SEC-cyBERT/scripts/identify-holdout-rerun.py

"""
Identify holdout paragraphs on confusion axes that need v3.5 re-annotation.

Builds a 13-signal matrix from all available sources:
  - 3 human annotators (per paragraph)
  - 1 Opus golden annotation
  - Up to 6 bench-holdout model annotations
  - Stage 1 patched annotations (filtered to holdout PIDs)

Flags paragraphs splitting on:
  1. SI <-> N/O (at least 2 signals each side)
  2. MR <-> RMP (at least 2 signals each side)
  3. BG <-> MR (at least 2 signals each side)
  4. BG <-> RMP (at least 2 signals each side)
  5. Materiality language present but majority says N/O
"""

import json
import re
from collections import Counter
from pathlib import Path

ROOT = Path(__file__).resolve().parent.parent
DATA = ROOT / "data"

# Short names for categories
ABBREV = {
    "Board Governance": "BG",
    "Incident Disclosure": "ID",
    "Management Role": "MR",
    "None/Other": "NO",
    "Risk Management Process": "RMP",
    "Strategy Integration": "SI",
    "Third-Party Risk": "TPR",
}

# Materiality language patterns
MATERIALITY_PATTERNS = [
    re.compile(r"material(ly)?\s+(adverse|impact|effect|affect)", re.IGNORECASE),
    re.compile(r"materially\s+affect(ed)?", re.IGNORECASE),
    re.compile(r"material\s+cybersecurity\s+(incident|threat|event)", re.IGNORECASE),
    re.compile(r"not\s+(experienced|had|identified)\s+.{0,40}material", re.IGNORECASE),
    re.compile(r"reasonably\s+likely\s+to\s+materially", re.IGNORECASE),
    re.compile(r"material(ity)?\s+(assessment|conclusion|determination)", re.IGNORECASE),
    re.compile(r"no\s+material\s+(impact|effect|cybersecurity)", re.IGNORECASE),
    re.compile(
        r"have\s+not\s+.{0,30}materially\s+affect(ed)?", re.IGNORECASE
    ),
]


def has_materiality_language(text: str) -> bool:
    return any(p.search(text) for p in MATERIALITY_PATTERNS)

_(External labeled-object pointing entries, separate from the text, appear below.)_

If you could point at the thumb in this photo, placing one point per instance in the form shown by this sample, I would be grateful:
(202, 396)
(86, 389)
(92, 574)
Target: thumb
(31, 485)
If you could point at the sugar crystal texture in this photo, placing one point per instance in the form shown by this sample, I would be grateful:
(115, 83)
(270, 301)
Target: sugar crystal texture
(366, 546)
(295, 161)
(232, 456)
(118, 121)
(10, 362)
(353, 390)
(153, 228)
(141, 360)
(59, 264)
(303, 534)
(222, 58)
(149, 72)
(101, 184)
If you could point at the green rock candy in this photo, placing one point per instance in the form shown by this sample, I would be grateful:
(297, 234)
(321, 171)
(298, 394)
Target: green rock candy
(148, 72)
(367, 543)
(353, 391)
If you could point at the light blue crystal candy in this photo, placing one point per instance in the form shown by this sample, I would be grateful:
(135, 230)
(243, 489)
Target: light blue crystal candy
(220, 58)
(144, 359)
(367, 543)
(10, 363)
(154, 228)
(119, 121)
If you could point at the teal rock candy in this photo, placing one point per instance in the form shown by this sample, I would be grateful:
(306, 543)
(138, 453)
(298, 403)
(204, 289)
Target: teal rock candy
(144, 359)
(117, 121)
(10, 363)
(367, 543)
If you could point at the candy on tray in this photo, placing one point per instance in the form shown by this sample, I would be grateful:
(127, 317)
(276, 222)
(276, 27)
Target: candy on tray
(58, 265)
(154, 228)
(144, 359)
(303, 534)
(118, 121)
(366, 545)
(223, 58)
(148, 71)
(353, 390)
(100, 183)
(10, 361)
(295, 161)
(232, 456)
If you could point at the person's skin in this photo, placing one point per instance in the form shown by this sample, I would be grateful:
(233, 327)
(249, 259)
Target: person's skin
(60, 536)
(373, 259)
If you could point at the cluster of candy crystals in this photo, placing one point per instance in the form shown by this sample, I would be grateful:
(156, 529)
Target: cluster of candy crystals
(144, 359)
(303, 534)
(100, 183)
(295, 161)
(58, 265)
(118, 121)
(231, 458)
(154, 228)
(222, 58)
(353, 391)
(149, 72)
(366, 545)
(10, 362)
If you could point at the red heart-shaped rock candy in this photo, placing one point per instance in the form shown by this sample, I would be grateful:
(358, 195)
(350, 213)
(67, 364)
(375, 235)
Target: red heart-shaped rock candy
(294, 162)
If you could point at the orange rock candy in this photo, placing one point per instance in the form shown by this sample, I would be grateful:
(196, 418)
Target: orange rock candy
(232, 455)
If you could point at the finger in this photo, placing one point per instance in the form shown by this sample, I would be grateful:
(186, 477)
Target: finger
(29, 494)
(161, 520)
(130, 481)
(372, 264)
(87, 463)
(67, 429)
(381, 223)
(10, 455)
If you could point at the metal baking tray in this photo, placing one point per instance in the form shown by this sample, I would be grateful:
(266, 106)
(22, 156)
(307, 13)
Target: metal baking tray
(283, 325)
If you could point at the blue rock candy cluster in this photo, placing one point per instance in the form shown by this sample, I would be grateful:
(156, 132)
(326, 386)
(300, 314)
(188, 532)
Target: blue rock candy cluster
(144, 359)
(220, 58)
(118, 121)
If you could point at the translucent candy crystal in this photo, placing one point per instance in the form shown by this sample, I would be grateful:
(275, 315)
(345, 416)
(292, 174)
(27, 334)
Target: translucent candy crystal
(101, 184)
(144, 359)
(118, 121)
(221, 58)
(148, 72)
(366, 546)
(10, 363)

def majority_category(tally: Counter) -> str:
    if not tally:
        return "UNKNOWN"
    return tally.most_common(1)[0][0]


def main():
    # 1. Determine the 1,200 holdout PIDs from human labels
    holdout_pids: set[str] = set()
    human_labels: dict[str, list[str]] = {}  # pid -> list of abbreviated cats
    with open(DATA / "gold" / "human-labels-raw.jsonl") as f:
        for line in f:
            d = json.loads(line)
            pid = d["paragraphId"]
            holdout_pids.add(pid)
            human_labels.setdefault(pid, []).append(
                ABBREV.get(d["contentCategory"], d["contentCategory"])
            )

    # Load paragraph texts for the holdout PIDs
    holdout_paragraphs: dict[str, str] = {}
    with open(DATA / "gold" / "paragraphs-holdout.jsonl") as f:
        for line in f:
            d = json.loads(line)
            if d["id"] in holdout_pids:
                holdout_paragraphs[d["id"]] = d["text"]

    print(f"Total holdout paragraphs: {len(holdout_pids)}")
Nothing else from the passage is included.